The band have openly admitted to enjoying 1970s rock, and the most obvious indication is ‘Camelia’, which is both the poppiest song on the album, and the most soulful, carried by the clusters of a brass instrument playing in the background. It stands out on an album that is fairly guitar-heavy, whether it’s the unabashedly romantic ‘When You’re Here’ or the impressionistic undertones heard on the guitar (a strat?) on ‘Could Be A Fantasy’. The centrepiece is ‘Unusual Trouble’, a polished piano number that shifts gears halfway through the tune, and transforms into an operetta Andrew Lloyd Webber might have written in his younger, less conservative, days.
But there is a lot to enjoy on the album, whether it’s the catchy rocker ‘Meet Me At The Cemetery’ or the sexual urgency of ‘Automatic’ (gently bolstered by an electronic device, albeit one that eludes me at this time of writing).

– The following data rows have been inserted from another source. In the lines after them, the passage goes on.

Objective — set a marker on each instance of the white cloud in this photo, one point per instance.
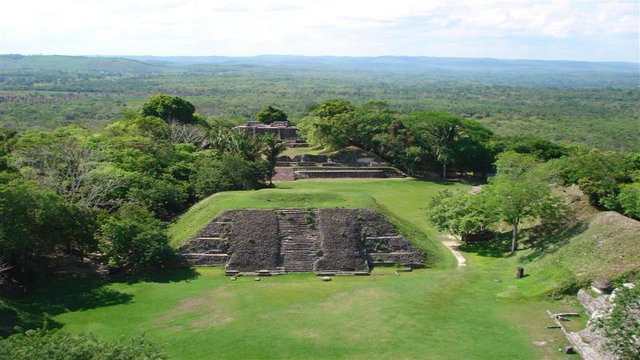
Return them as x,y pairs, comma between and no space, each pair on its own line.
525,28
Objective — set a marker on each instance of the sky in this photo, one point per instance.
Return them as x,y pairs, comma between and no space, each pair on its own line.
528,29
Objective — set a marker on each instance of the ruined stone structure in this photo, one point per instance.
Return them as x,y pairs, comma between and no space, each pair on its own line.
347,163
327,241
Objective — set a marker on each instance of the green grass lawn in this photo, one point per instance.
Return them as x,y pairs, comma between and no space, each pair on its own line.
436,313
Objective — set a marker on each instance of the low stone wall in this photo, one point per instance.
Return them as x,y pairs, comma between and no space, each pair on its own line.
326,240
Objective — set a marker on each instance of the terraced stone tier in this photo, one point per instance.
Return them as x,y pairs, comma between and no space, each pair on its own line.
300,245
336,241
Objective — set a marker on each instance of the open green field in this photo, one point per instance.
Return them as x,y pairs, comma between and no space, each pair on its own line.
442,312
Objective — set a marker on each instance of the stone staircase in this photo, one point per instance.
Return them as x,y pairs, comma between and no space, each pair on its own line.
299,245
209,248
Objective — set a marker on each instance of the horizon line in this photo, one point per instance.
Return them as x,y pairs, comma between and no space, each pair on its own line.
327,56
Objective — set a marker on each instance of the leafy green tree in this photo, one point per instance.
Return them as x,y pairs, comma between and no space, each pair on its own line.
134,238
229,172
61,345
333,107
527,144
168,108
34,221
520,190
7,139
441,131
272,147
460,213
270,114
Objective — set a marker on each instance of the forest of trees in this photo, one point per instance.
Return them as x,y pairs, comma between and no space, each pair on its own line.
107,196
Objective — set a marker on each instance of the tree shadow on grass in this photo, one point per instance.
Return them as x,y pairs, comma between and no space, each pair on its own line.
496,247
158,276
542,240
73,293
545,241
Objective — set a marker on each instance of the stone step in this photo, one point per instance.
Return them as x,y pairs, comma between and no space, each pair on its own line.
211,237
384,237
206,255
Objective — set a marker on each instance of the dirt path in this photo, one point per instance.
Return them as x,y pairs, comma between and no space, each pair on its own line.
452,244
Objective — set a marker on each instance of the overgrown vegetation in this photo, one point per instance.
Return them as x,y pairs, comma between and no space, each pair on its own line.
621,325
588,103
105,197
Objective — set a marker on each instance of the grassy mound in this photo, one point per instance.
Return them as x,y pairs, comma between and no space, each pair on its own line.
605,245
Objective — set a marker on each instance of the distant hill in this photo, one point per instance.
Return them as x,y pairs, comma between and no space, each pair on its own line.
535,73
77,64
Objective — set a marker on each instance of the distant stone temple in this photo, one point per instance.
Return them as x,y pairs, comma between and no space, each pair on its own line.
281,129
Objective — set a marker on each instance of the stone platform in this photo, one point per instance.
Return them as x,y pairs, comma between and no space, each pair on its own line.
328,241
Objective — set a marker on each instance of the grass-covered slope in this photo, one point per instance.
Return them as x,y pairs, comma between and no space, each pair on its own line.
605,245
201,213
435,313
77,63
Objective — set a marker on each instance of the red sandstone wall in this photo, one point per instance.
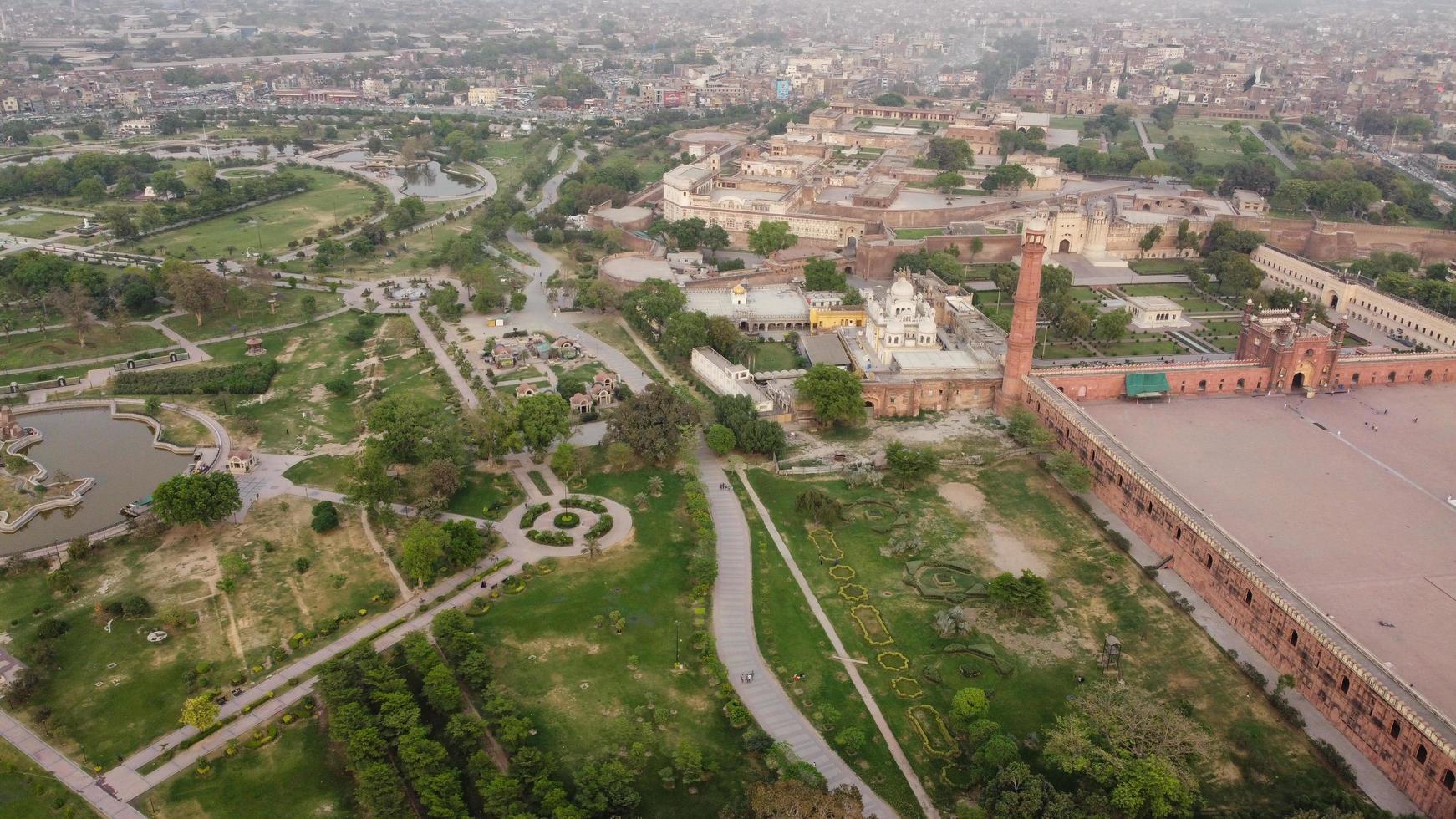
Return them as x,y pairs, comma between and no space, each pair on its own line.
878,261
929,394
1326,677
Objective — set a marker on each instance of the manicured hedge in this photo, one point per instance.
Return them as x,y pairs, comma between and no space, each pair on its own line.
247,379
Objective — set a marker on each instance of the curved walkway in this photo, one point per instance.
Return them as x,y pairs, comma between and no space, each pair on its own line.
739,644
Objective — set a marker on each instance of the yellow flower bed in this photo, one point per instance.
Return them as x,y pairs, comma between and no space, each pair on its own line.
908,687
871,624
826,544
932,730
893,661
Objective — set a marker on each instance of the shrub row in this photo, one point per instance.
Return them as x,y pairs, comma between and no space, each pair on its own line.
586,504
247,379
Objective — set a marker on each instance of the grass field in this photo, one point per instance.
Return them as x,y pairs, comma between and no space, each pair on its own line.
249,310
29,791
610,332
298,771
1181,292
792,642
592,689
918,231
1162,267
1012,516
268,229
60,347
37,224
773,355
486,495
113,689
298,414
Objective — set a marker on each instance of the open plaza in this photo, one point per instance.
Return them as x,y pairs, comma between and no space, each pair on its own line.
1337,495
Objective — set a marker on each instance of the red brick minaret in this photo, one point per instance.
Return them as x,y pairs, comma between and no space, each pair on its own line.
1021,342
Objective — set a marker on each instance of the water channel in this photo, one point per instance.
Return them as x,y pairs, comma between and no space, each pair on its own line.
88,443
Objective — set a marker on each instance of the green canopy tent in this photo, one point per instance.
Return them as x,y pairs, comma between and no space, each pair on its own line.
1148,386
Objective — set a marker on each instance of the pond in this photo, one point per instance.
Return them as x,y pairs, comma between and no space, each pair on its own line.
88,443
431,181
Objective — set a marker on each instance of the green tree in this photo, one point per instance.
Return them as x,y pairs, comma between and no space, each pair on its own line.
967,706
771,236
910,463
545,418
325,516
720,440
836,394
823,274
653,424
440,689
421,550
1149,239
412,428
1008,178
200,712
568,460
818,506
715,239
1112,326
948,181
196,498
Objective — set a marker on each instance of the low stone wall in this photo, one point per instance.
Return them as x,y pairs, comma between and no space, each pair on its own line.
1391,725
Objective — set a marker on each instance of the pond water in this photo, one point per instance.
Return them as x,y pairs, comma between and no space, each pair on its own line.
430,179
88,443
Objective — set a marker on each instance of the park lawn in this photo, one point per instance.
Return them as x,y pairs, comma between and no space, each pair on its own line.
29,791
249,312
323,471
581,369
1010,516
1181,292
575,679
400,257
773,355
298,414
486,495
60,347
329,200
1157,345
298,773
610,332
113,693
792,642
1162,267
918,231
37,224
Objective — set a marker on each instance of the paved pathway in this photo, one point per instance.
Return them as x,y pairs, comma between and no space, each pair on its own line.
69,773
851,668
739,644
443,359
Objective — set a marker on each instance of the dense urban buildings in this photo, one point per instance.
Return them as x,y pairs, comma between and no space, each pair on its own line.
779,410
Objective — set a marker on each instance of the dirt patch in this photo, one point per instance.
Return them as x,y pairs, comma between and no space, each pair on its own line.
1011,555
965,498
288,353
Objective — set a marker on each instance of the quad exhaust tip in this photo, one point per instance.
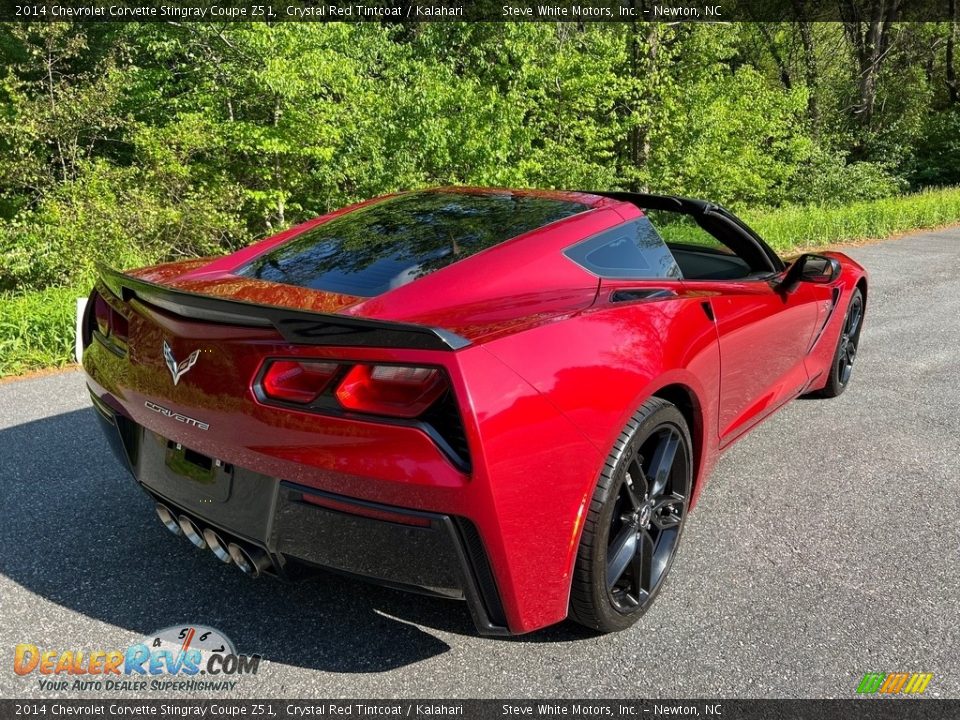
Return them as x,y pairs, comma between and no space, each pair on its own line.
217,545
193,533
168,519
252,561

Not that this album is quite as refined as either Did You Know That There’s a Tunnel Under Ocean Blvd or A Trick of The Tail, but the impish, ragged quality gives this debut a different flavour that will serve the trio when they perform it live. The other trademark of the band is that it started off as a solo venture for Cyprien “Wendy” Jacquet, who was joined by Irene Gonzalez and Domi Hawken when he moved to London (Jacquet is French.) How the band divide their creative responsibilities I have yet to discover, but there’s no denying that the trio sound united on the album, and the finished work is less concerned with the thematic hook as it is with the exuberance of performing as one voice. Considering the complexity of the music, the trio are wise to expand the live outfit to a five-piece band.
Where the band will go with their second album, only time will tell, but it might be wise to swim further into the lake of 1970s rock. Maybe a slide guitar somewhere in the mix, or a shrill falsetto playing over a symphony of brass and string? Who knows. The End Forever is an album of terrific energy and invention.